The ensemble company includes Lt. Matthew Casey (Jesse Spencer), a hunk with a heart who only wants to be a dad. I can hear the women of America in the background right now yelling, “Pick me!”

Newbie Peter Mills (Charlie Barnett) comes from a long line of firefighters and is willing to be the butt of everyone’s jokes until he proves himself.

Chief Wallace Boden (Eamonn Walker) is the guy who walks around giving orders.

Then, of course, there are the on-site EMS women, Gabriela Dawson (Monica Raymund), who has a crush on the married Casey and a secret desire to be a doctor (which is what Casey’s wife already is — and why she’s too busy to have the babies that Casey wants). And her partner, the equally gorgeous Leslie Shay (Lauren German), who happens to be every firefighter’s fantasy (and it will stay that way since she’s a lesbian).

Wolf is not about to break any new ground here. He’s just creating the kind of TV that people watch: brave men with six-packs saving the world — and in the process attempting to repair their marriages.

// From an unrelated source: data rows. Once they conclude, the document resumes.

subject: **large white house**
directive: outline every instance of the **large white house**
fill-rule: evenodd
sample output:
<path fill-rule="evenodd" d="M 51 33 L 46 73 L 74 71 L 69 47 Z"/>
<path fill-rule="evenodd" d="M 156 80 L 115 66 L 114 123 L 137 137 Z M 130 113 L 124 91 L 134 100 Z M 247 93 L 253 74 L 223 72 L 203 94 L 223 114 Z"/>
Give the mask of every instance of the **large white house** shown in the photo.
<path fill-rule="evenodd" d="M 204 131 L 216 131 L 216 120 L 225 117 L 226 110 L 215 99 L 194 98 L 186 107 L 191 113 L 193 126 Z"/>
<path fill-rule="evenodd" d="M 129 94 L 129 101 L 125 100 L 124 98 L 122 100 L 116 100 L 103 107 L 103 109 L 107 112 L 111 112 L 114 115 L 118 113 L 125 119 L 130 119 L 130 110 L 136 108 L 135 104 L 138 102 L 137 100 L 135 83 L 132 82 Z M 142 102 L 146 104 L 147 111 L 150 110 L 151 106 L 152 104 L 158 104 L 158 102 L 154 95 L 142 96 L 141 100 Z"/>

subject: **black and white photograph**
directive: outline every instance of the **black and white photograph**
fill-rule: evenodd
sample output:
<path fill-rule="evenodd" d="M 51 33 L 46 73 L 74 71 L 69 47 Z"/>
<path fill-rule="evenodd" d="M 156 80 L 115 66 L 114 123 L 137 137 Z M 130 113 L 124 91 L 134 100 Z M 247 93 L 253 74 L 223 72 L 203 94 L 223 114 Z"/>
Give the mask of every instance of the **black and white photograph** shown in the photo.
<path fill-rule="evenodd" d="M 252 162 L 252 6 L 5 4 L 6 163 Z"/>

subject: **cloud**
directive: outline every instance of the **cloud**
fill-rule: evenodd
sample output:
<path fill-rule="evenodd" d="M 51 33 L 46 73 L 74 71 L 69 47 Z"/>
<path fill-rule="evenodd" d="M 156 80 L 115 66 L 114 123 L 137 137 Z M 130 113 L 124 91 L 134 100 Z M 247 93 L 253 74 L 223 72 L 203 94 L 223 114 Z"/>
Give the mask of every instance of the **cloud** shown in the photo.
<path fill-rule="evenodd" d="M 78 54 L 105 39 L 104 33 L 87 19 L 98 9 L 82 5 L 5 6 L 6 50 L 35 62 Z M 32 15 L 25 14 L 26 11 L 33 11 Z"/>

I just wish-to-hell that Wolf would stop using these indistinguishable beauties who pretend to be working jobs that women who look like them don’t do. I can’t say the same for the men in this show because, really, have you ever looked inside a NYC firehouse? I swear those firefighters all look like they fell out of the Ford Models Web site.

What I miss here is Wolf’s old brilliant penchant for oddball casting.

In case you were wondering, no, there’s not a Jerry Orbach, Richard Belzer, S. Epatha Merkerson or Sam Waterston in the immediate Chicago area.

It would have been more compelling if there were.